Midline abdominal wall hernia repair is among the most common surgical interventions performed worldwide. However, the optimal surgical technique remains controversial. To overcome the disadvantages of both open and transabdominal procedures, we developed a totally endoscopic preperitoneal approach (eTPA) with placement of a large mesh.
From December 2019 to October 2020, 20 consecutive patients with small to medium-sized midline ventral hernias underwent repair using a completely preperitoneal subxiphoid top-down approach. The preperitoneal space was entered directly below the xiphoid, and careful endoscopic development of the plane between the peritoneum and posterior sheath of the rectus fascia was then performed behind the linea alba. The hernia sac and its contents were identified and reduced. The hernia defect was closed with sutures, and a mesh with an adequate high defect: mesh ratio was placed in the newly created preperitoneal space.

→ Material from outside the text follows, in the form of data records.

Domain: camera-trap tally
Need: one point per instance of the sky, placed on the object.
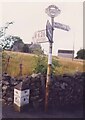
(30, 17)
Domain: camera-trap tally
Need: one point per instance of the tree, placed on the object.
(81, 54)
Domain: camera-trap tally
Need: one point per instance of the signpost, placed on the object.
(49, 31)
(40, 37)
(51, 11)
(61, 26)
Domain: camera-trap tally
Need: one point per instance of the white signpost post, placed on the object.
(40, 37)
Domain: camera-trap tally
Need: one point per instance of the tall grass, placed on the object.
(29, 62)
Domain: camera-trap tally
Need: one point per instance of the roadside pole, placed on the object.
(49, 69)
(52, 11)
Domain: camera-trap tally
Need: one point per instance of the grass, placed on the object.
(29, 61)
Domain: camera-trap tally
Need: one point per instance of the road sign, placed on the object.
(61, 26)
(40, 36)
(52, 11)
(49, 31)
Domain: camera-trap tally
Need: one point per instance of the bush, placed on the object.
(41, 65)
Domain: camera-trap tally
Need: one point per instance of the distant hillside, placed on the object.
(29, 61)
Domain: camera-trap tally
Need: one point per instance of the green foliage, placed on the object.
(55, 64)
(81, 54)
(41, 65)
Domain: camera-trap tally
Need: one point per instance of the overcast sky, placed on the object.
(29, 17)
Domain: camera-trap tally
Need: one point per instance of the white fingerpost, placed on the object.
(21, 96)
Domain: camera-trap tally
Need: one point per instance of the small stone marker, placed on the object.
(21, 96)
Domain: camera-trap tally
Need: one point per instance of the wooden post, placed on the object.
(49, 70)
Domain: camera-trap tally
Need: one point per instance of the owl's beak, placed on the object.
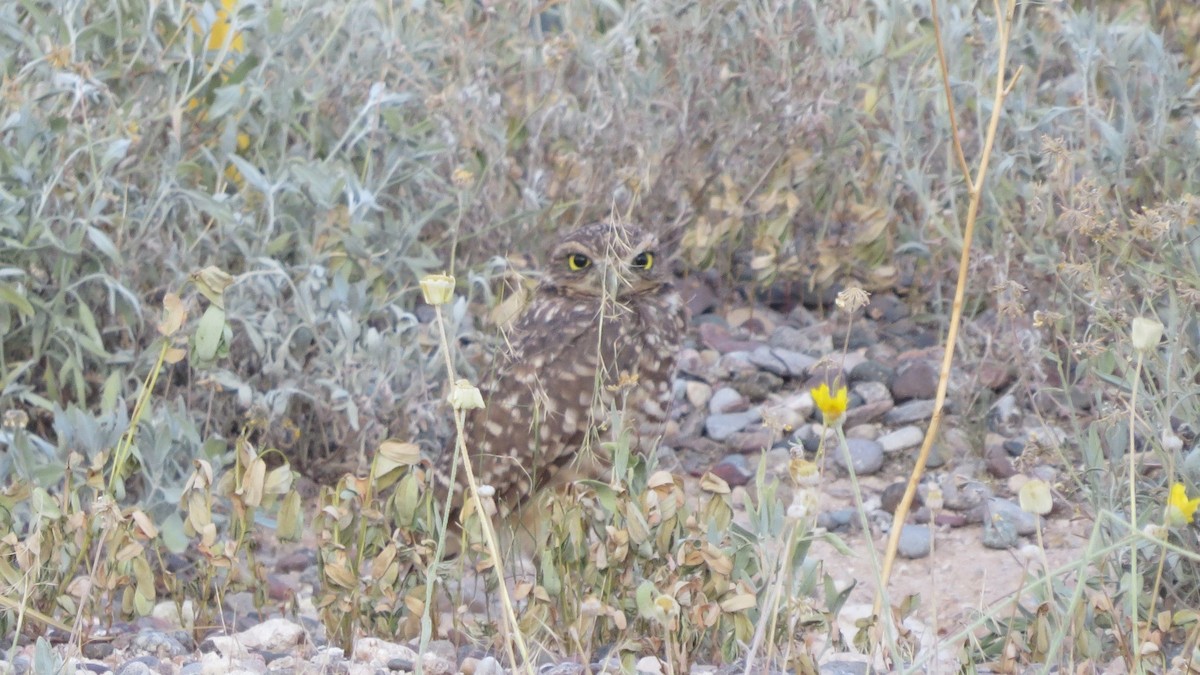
(612, 281)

Twenty patients were enrolled in this study, including 14 with primary umbilical hernias, 4 with primary epigastric hernias, and 2 with recurrent umbilical hernias. 15 patients suffered from a mild concomitant diastasis recti. All operations were successfully completed without conversion to open repair. The mean operative time was 105.3 min (range, 60-220 min). Postoperative pain was mild, and the mean visual analog scale score for pain was 1.8 on the first postoperative day. The average postoperative hospital stay was 1.8 days (range, 1-4 days). One patient developed a minor postoperative seroma, but it had no adverse impact on the final outcome. No patients developed recurrence during the 3- to 10-month follow-up period.

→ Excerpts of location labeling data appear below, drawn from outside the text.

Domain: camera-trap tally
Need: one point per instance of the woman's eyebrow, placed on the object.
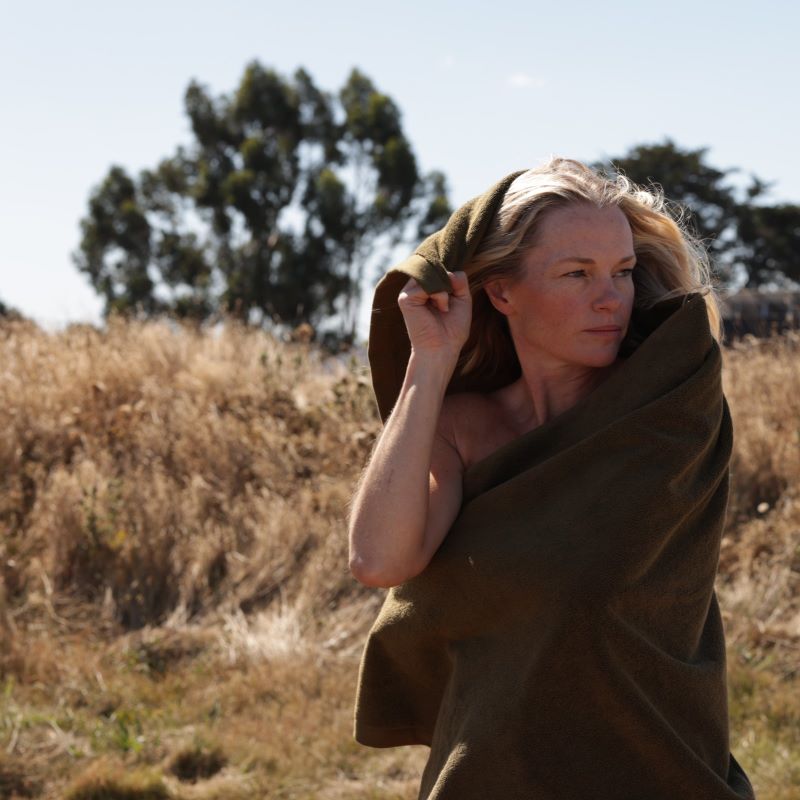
(584, 260)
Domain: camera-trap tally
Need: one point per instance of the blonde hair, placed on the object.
(670, 261)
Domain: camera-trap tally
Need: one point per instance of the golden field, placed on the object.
(177, 618)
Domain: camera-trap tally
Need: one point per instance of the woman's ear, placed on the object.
(497, 292)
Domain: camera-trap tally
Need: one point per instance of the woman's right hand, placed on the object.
(437, 324)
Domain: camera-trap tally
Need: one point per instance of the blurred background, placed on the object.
(272, 158)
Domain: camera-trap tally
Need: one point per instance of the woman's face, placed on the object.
(572, 302)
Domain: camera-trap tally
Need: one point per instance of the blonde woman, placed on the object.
(546, 501)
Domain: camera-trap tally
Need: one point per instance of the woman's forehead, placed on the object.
(583, 224)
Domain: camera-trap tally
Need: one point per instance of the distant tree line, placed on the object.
(752, 243)
(286, 193)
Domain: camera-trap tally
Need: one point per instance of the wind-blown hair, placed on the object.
(671, 262)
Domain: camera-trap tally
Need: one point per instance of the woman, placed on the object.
(546, 500)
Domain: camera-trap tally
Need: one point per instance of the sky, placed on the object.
(484, 89)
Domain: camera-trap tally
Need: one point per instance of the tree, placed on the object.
(271, 214)
(749, 241)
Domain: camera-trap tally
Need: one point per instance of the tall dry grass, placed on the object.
(176, 614)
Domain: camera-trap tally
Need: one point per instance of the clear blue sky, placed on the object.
(484, 87)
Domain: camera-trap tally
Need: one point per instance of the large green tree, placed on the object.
(750, 241)
(272, 213)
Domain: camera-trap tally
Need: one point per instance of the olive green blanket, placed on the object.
(565, 642)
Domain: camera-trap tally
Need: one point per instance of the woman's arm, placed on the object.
(410, 492)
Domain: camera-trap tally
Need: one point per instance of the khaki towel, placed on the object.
(565, 641)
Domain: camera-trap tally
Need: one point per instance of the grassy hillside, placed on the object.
(176, 614)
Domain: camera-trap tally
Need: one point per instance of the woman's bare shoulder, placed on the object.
(473, 424)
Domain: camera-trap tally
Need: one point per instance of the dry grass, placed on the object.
(176, 615)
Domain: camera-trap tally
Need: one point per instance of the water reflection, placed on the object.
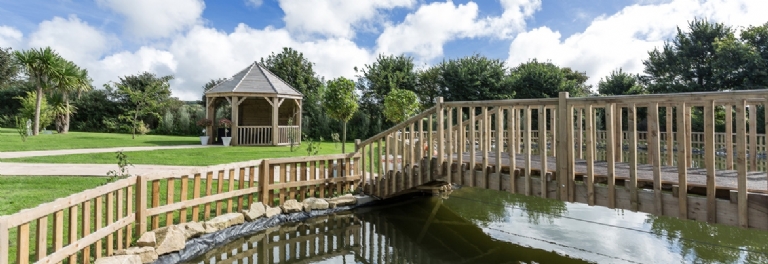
(486, 226)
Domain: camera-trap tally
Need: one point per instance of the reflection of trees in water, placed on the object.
(465, 202)
(701, 242)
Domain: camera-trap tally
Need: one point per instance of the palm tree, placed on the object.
(67, 78)
(39, 64)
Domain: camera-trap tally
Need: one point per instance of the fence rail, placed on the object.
(97, 222)
(288, 133)
(254, 135)
(491, 138)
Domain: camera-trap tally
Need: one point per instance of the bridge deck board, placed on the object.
(697, 177)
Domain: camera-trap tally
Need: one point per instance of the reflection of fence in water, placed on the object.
(313, 240)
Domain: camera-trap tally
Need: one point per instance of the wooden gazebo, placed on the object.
(262, 105)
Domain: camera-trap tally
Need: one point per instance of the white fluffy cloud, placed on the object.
(10, 37)
(73, 38)
(623, 39)
(424, 32)
(334, 18)
(254, 3)
(155, 19)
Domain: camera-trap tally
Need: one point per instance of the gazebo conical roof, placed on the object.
(254, 80)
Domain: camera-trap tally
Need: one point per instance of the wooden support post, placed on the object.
(752, 138)
(448, 146)
(688, 138)
(42, 235)
(472, 146)
(579, 133)
(543, 150)
(654, 151)
(196, 194)
(208, 192)
(85, 230)
(275, 117)
(141, 206)
(741, 163)
(562, 145)
(511, 149)
(729, 136)
(499, 143)
(590, 155)
(485, 133)
(709, 160)
(632, 136)
(210, 112)
(264, 182)
(440, 137)
(610, 153)
(235, 104)
(571, 158)
(682, 169)
(670, 140)
(552, 129)
(461, 140)
(619, 138)
(527, 139)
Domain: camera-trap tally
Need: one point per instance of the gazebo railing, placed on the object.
(285, 132)
(254, 135)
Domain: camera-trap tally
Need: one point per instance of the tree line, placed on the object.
(705, 56)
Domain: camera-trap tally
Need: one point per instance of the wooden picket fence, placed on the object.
(97, 222)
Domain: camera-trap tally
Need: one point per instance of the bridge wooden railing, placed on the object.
(461, 142)
(94, 223)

The subxiphoid top-down totally endoscopic preperitoneal approach (eTPA) technique is feasible and effective. It may become a valuable alternative for the treatment of primary small- (defect size < 2 cm) and medium-sized (2-4 cm) midline ventral hernias, particularly in presence of a concomitant diastasis recti.
中线腹壁疝修补术是全球最常见的手术干预之一。然而,最佳的手术技术仍然存在争议。为了克服开放式和经腹腔手术的缺点,我们开发了一种完全经腹腔前入路(eTPA)并放置大网片。

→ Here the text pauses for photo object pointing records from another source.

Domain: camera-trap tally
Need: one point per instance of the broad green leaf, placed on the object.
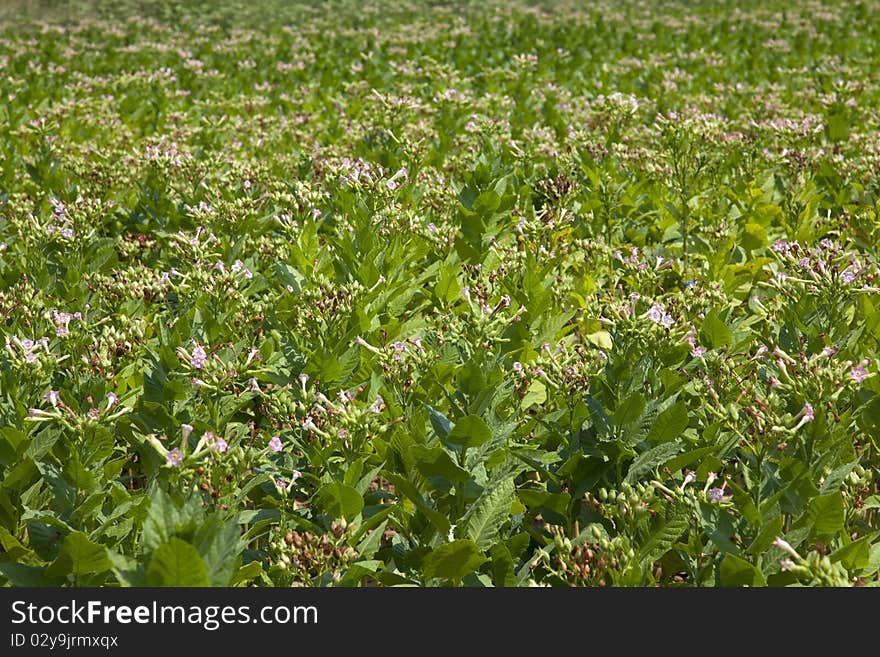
(79, 556)
(653, 458)
(665, 530)
(453, 560)
(405, 487)
(601, 339)
(339, 500)
(715, 332)
(440, 423)
(536, 394)
(735, 571)
(484, 519)
(827, 514)
(855, 555)
(669, 424)
(177, 563)
(436, 462)
(247, 573)
(630, 409)
(470, 431)
(836, 477)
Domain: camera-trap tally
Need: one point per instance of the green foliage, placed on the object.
(510, 295)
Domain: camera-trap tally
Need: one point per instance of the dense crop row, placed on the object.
(437, 294)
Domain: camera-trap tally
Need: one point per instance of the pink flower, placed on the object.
(848, 275)
(716, 494)
(199, 356)
(857, 374)
(807, 412)
(174, 458)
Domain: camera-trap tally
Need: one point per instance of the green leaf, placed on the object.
(735, 571)
(836, 477)
(440, 423)
(502, 566)
(453, 560)
(601, 339)
(247, 573)
(769, 531)
(168, 517)
(470, 431)
(27, 576)
(436, 462)
(404, 486)
(339, 500)
(219, 543)
(715, 332)
(79, 556)
(651, 459)
(177, 563)
(536, 394)
(753, 237)
(665, 531)
(669, 424)
(855, 555)
(601, 421)
(484, 519)
(371, 542)
(827, 514)
(630, 409)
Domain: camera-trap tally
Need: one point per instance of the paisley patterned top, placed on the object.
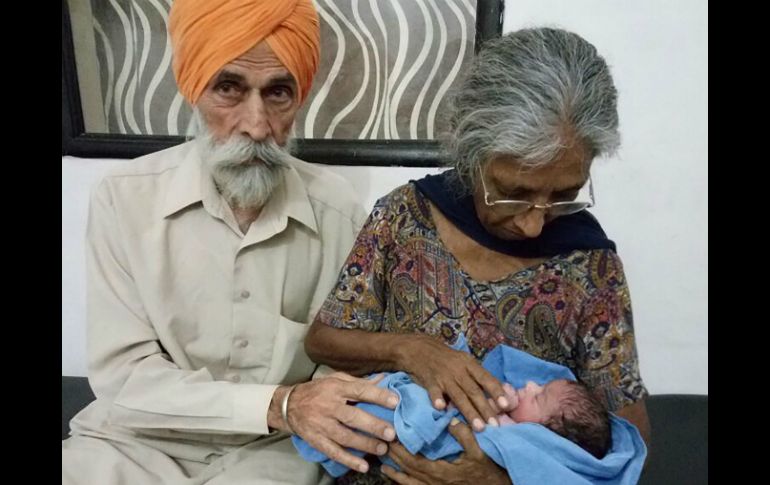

从 2019 年 12 月至 2020 年 10 月,连续 20 例小至中型中线腹疝患者采用完全经腹腔剑突下自上而下入路进行修补。经剑突下直接进入腹膜前间隙,然后仔细在白线后、腹直肌筋膜后鞘之间进行内镜下平面开发。识别并缩小疝囊及其内容物。用缝线关闭疝缺损,将具有足够大的缺损:网片比例的网片放置在新创建的腹膜前间隙中。
本研究共纳入 20 例患者,其中 14 例为原发性脐疝,4 例为原发性上腹部疝,2 例为复发性脐疝。15 例患者伴有轻度合并腹直肌分离。所有手术均成功完成,无中转开放修复。手术时间平均为 105.3 分钟(范围为 60-220 分钟)。术后疼痛轻微,术后第一天疼痛视觉模拟评分平均为 1.8。平均术后住院时间为 1.8 天(范围为 1-4 天)。1 例患者术后出现轻微血清肿,但对最终结果无不良影响。在 3-10 个月的随访期间,无患者复发。
经剑突下自上而下完全经腹腔前入路(eTPA)技术是可行且有效的。对于治疗原发性小(缺损大小 < 2 cm)和中型(2-4 cm)中线腹疝,特别是合并腹直肌分离的患者,它可能成为一种有价值的替代方法。